Abstract

The Alpujárride Complex has concentrated discussion on the extent and role of orogenic extension in the Betic-Rif Orogen (westernmost Mediterranean). Structural analysis on Permo-Triassic rocks of the Alpujárride Complex is a firm basis to assess extension and to integrate it in the plate tectonic scenario. The main Alpine deformation was dominated by top-to-the-NE shearing, with rare map-scale folds; as a whole, this deformation attests ductile extension during exhumation of previously subducted rocks. Some authors have suggested that the Alpujárride Complex continued evolving extensionally since this early exhumation, but in this paper a stage of regional shortening is documented.
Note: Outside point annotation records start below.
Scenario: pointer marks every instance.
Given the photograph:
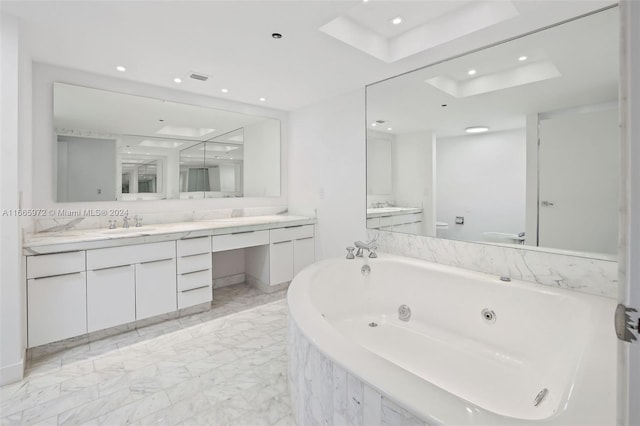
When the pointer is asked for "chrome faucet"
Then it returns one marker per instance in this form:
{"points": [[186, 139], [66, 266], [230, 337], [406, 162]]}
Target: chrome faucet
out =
{"points": [[370, 246]]}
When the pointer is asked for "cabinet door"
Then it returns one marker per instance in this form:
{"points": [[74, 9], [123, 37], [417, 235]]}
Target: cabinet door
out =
{"points": [[280, 262], [304, 254], [56, 308], [155, 288], [111, 297]]}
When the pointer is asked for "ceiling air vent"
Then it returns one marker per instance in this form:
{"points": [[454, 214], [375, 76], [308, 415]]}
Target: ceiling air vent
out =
{"points": [[200, 77]]}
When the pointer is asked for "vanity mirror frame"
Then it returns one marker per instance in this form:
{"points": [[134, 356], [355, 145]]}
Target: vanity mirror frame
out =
{"points": [[265, 145], [429, 211]]}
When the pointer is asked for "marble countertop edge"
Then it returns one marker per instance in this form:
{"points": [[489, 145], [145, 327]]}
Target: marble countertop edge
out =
{"points": [[84, 239]]}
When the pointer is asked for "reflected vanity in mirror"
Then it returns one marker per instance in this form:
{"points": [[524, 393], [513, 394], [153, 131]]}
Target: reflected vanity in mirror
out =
{"points": [[516, 144], [115, 146]]}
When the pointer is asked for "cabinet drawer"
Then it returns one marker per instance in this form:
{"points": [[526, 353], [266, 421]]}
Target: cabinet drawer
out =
{"points": [[56, 308], [239, 240], [195, 262], [55, 264], [386, 221], [291, 233], [192, 246], [407, 218], [194, 279], [194, 297], [374, 222], [129, 255]]}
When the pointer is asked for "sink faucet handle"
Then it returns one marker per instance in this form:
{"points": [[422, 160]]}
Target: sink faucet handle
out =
{"points": [[350, 252]]}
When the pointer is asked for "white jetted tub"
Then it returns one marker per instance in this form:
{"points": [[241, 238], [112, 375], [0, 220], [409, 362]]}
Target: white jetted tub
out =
{"points": [[469, 348]]}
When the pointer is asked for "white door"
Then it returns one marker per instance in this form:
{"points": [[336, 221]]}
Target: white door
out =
{"points": [[304, 253], [579, 182], [155, 288], [111, 297]]}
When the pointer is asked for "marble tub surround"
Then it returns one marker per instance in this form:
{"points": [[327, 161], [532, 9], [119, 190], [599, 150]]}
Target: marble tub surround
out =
{"points": [[587, 275], [82, 239], [323, 393], [225, 370], [60, 217], [391, 211], [446, 361]]}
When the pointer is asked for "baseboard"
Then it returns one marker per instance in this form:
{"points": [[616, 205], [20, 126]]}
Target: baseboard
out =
{"points": [[262, 286], [229, 280], [12, 373]]}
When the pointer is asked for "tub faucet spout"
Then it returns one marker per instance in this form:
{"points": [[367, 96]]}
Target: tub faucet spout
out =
{"points": [[370, 246]]}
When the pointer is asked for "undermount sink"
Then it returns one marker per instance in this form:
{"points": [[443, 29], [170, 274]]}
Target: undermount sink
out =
{"points": [[133, 231], [385, 209]]}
Thus, km-scale overturned NW-vergent folds are interpreted as witnessing shortening. Subsequently, post-metamorphic low-angle faults of Burdigalian-Langhian age cut the train of folds in two ways: firstly, top-to-the-N thrusts generated stratigraphic and metamorphic superpositions; then, top-to-the-N low-angle normal faults, kinematically congruent with the thrusts, formed due to accretion at deep levels of the orogenic wedge when the Nevado-Filábride Complex underthrust the Alpujárride Complex. The shortening stage occurred at latest Oligocene early-middle Miocene and can be related to fast convergence rates between Africa and Iberia. Later, a drop in the convergent rates prompted lithospheric rollback and top-to-the-SW crustal extension since Serravallian time, coexisting with moderate orthogonal shortening that gave way to E-W trending upright folds.